Figure 9.32 shows the ACFs for 36 random numbers, 360 random numbers and 1,000 random numbers.
! [Caption] (https://otexts.com/fpp3/fpp_files/figure-html/wnacfplus-1.png)
Figure 9.32: Left: ACF for a white noise series of 36 numbers. Middle: ACF for a white noise series of 360 numbers. Right: ACF for a white noise series of 1,000 numbers.
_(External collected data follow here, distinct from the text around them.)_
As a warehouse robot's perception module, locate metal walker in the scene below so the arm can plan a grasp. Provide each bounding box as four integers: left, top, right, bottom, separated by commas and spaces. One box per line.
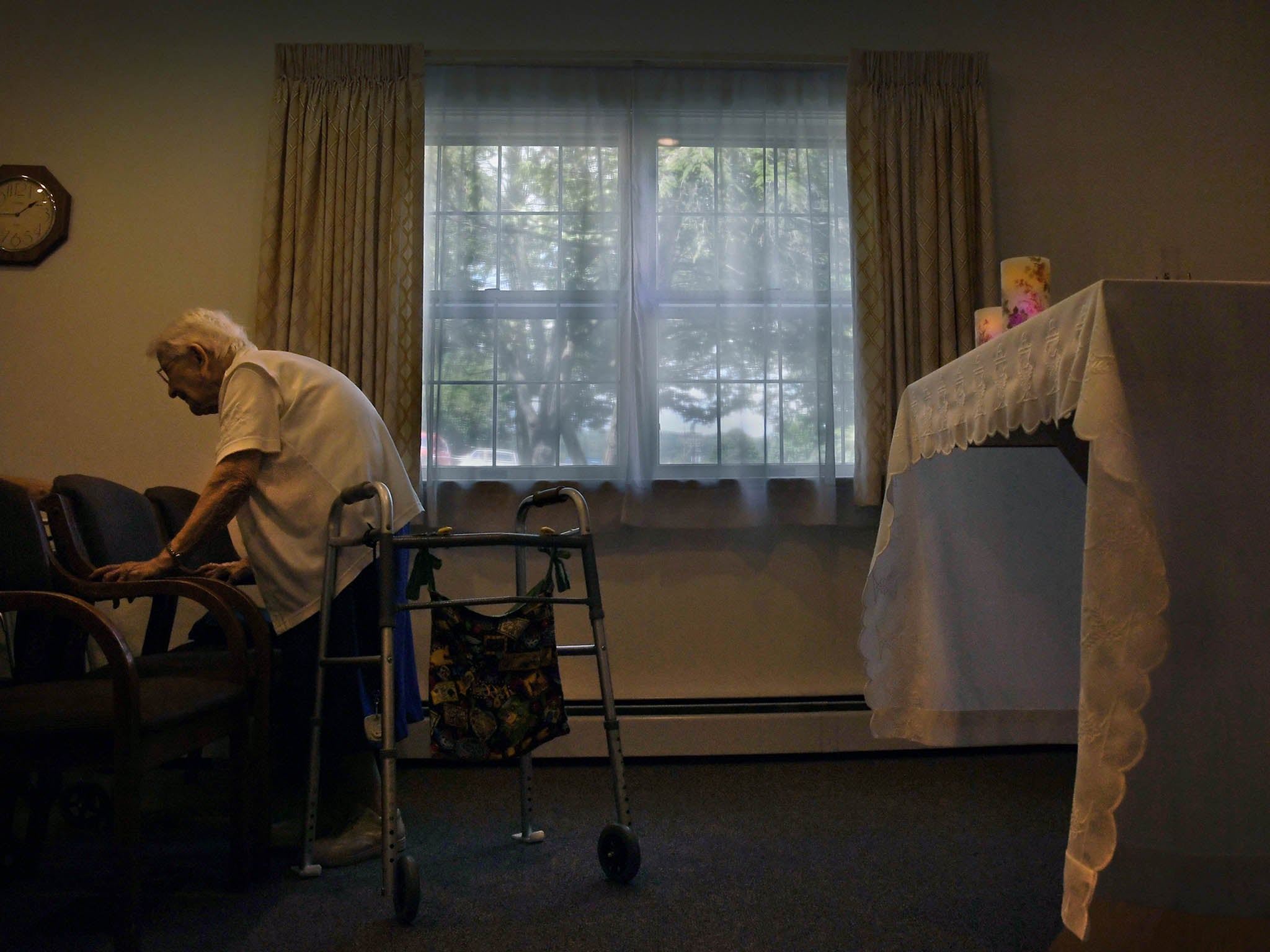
296, 482, 640, 924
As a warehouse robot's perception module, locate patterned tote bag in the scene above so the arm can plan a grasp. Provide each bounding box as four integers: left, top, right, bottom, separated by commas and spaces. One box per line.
420, 553, 569, 760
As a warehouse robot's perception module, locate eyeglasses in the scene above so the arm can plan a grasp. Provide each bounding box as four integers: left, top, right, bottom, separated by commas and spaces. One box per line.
155, 350, 189, 383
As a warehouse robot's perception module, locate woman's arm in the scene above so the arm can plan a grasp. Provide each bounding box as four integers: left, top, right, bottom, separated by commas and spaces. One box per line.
91, 449, 264, 581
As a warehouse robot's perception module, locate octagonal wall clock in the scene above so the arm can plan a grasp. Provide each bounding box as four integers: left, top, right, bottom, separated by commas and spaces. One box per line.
0, 165, 71, 265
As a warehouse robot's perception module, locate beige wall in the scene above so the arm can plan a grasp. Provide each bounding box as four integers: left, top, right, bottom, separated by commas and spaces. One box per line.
0, 0, 1270, 697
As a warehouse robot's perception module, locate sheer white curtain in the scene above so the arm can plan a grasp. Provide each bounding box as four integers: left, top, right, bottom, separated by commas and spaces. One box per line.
423, 66, 853, 526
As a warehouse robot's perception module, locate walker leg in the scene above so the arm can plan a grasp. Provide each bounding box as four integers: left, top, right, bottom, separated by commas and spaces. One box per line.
512, 754, 548, 845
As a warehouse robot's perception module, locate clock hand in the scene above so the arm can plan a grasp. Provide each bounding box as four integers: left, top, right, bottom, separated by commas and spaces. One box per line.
0, 198, 48, 218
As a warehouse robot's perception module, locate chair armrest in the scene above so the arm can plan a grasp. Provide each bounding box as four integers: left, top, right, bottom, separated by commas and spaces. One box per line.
0, 591, 141, 740
52, 571, 250, 682
180, 576, 273, 684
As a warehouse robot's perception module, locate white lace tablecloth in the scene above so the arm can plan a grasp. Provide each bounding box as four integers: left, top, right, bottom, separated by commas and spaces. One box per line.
861, 281, 1270, 937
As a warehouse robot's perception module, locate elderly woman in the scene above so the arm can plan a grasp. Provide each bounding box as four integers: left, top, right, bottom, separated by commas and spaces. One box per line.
95, 310, 423, 866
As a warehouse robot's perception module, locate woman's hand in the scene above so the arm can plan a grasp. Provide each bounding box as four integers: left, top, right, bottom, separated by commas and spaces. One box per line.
89, 552, 177, 583
194, 558, 252, 585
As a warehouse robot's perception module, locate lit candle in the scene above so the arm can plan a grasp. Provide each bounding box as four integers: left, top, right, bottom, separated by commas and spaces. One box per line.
1001, 255, 1049, 327
974, 307, 1006, 346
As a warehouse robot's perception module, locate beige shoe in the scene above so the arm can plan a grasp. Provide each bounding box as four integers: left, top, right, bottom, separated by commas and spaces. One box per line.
314, 810, 405, 867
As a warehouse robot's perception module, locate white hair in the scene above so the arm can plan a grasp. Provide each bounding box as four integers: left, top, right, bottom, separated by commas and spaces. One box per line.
146, 307, 254, 361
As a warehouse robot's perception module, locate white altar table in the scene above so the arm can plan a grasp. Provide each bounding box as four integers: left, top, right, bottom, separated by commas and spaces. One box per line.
861, 281, 1270, 937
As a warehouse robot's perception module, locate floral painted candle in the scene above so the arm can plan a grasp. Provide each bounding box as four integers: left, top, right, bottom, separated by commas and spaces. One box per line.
974, 307, 1006, 346
1001, 255, 1049, 327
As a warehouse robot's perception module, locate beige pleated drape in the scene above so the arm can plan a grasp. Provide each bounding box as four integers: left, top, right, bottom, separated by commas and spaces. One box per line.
257, 45, 423, 476
847, 51, 1000, 505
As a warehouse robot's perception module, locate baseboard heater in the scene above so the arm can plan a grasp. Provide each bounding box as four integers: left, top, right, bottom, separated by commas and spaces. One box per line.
401, 694, 935, 759
564, 694, 869, 720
A classic example of a non-stationary series are stock prices. Plot the daily closing prices for Amazon stock (contained in gafa_stock), along with the ACF and PACF. Explain how each plot shows that the series is non-stationary and should be differenced.
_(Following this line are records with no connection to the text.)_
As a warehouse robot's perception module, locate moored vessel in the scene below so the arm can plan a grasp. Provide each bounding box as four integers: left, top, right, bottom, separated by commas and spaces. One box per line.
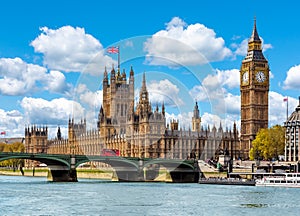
255, 173, 300, 188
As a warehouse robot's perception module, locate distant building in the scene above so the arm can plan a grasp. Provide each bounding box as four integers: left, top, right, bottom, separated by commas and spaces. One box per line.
0, 137, 25, 144
284, 97, 300, 161
25, 68, 239, 160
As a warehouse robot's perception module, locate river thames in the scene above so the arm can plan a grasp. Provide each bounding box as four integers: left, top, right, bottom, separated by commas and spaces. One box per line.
0, 176, 300, 216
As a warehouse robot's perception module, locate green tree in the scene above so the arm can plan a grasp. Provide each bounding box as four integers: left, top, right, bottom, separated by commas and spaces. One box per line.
250, 125, 285, 160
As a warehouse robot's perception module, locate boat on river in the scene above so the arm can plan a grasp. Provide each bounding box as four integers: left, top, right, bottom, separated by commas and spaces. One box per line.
199, 178, 255, 186
255, 173, 300, 188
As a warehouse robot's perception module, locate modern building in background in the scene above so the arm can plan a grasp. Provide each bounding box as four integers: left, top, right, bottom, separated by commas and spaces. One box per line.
284, 97, 300, 161
240, 21, 270, 158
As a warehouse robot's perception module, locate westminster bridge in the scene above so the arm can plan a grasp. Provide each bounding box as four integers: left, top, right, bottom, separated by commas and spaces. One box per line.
0, 152, 199, 182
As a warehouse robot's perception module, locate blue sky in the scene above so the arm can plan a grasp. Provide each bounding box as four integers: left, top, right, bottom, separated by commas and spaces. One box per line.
0, 0, 300, 137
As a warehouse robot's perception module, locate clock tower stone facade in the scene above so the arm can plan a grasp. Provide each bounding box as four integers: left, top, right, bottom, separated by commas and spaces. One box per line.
240, 20, 269, 159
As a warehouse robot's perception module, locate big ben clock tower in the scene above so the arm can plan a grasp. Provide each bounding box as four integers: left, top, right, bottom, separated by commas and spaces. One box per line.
240, 20, 269, 158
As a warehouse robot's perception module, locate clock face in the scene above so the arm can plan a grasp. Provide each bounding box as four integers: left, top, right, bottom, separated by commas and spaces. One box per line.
255, 71, 266, 83
242, 71, 249, 84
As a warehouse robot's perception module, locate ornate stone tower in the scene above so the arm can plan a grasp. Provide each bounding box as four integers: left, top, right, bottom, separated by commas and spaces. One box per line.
192, 102, 201, 132
240, 20, 269, 158
98, 67, 134, 137
25, 125, 48, 153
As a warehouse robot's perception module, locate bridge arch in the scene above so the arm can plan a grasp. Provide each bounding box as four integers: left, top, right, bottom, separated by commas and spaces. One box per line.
75, 156, 144, 181
0, 153, 70, 167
amazon_stock <- gafa_stock %>%
filter(Symbol == "AMZN") %>%
select(Date, Close) %>%
as_tsibble(index = Date)
amazon_stock %>%
autoplot(Close) +
labs(title = "Daily Closing Prices of Amazon Stock",
y = "Closing Price (USD)", x = "Date")
amazon_stock %>%
ACF(Close) %>%
autoplot() +
labs(title = "ACF of Amazon Daily Closing Prices")
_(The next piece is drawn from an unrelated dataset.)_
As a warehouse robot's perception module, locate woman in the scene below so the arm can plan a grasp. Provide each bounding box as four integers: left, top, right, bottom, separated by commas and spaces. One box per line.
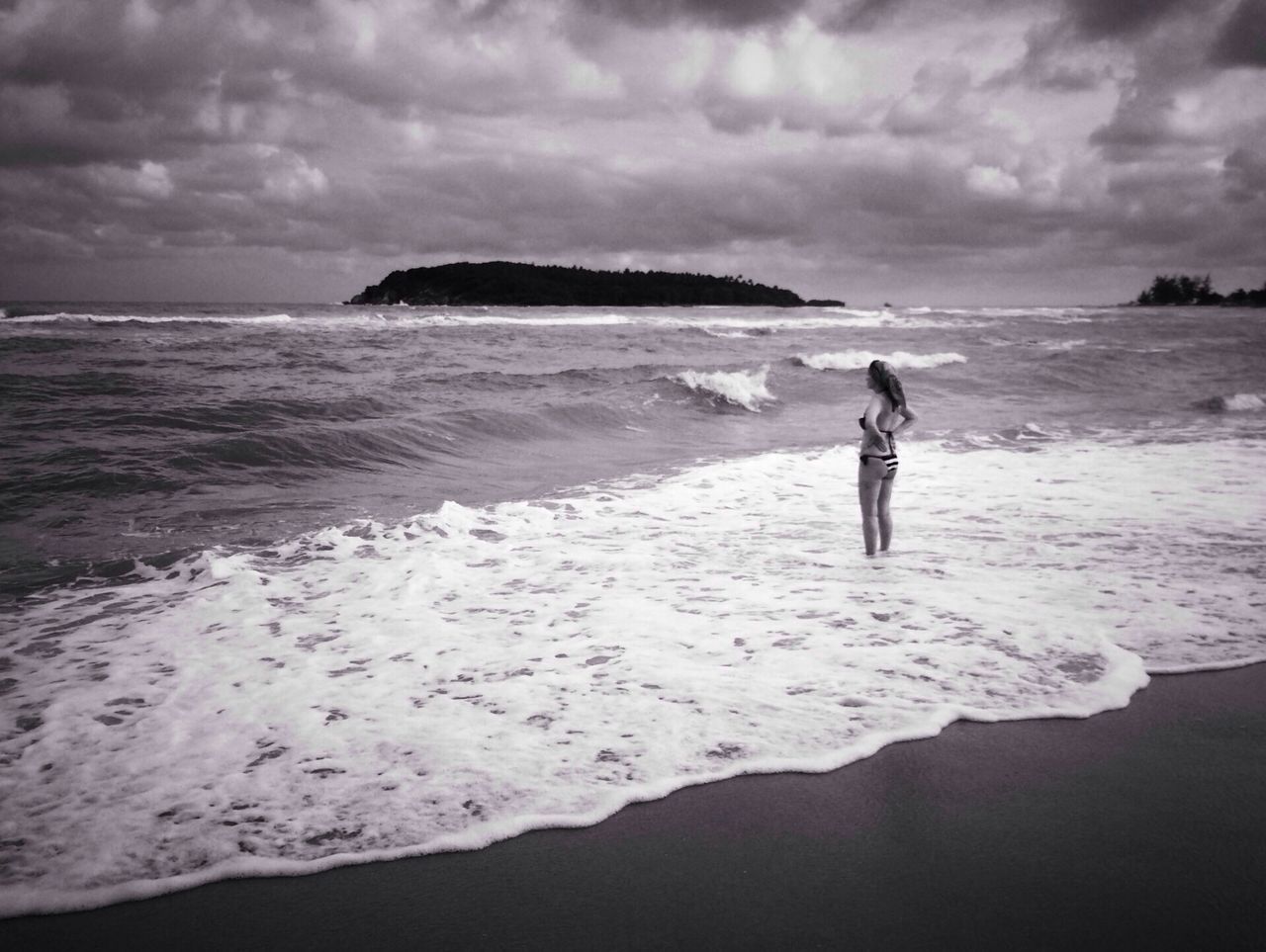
858, 361, 919, 556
## Warning: Provided data has an irregular interval, results should be treated
## with caution. Computing ACF by observation.
amazon_stock %>%
PACF(Close) %>%
autoplot() +
labs(title = "PACF of Amazon Daily Closing Prices")
## Warning: Provided data has an irregular interval, results should be treated
## with caution. Computing ACF by observation.
For the following series, find an appropriate Box-Cox transformation and order of differencing in order to obtain stationary data.
turkey_gdp <- global_economy %>%
filter(Country == "Turkey") %>%
select(Year, GDP) %>%
as_tsibble(index = Year)
lambda <- turkey_gdp %>%
features(GDP, features = guerrero) %>%
pull(lambda_guerrero)
turkey_gdp <- turkey_gdp %>%
mutate(GDP_boxcox = box_cox(GDP, lambda))
autoplot(turkey_gdp, GDP_boxcox) +
labs(title = "Box-Cox Transformed Turkish GDP")
turkey_gdp %>%
ACF(GDP_boxcox) %>%
autoplot() +
labs(title = "ACF of Box-Cox Transformed GDP")
turkey_gdp %>%
PACF(GDP_boxcox) %>%
autoplot() +
labs(title = "PACF of Box-Cox Transformed GDP")
turkey_gdp %>%
features(GDP_boxcox, unitroot_kpss)
## # A tibble: 1 × 2
## kpss_stat kpss_pvalue
## <dbl> <dbl>
## 1 1.50 0.01
turkey_gdp <- turkey_gdp %>%
mutate(GDP_diff1 = difference(GDP_boxcox))
autoplot(turkey_gdp, GDP_diff1) +
labs(title = "First-Order Differenced GDP")
## Warning: Removed 1 row containing missing values or values outside the scale range
## (`geom_line()`).
turkey_gdp %>%
ACF(GDP_diff1) %>%
autoplot() +
labs(title = "ACF of First-Order Differenced GDP")
turkey_gdp %>%
PACF(GDP_diff1) %>%
autoplot() +
labs(title = "PACF of First-Order Differenced GDP")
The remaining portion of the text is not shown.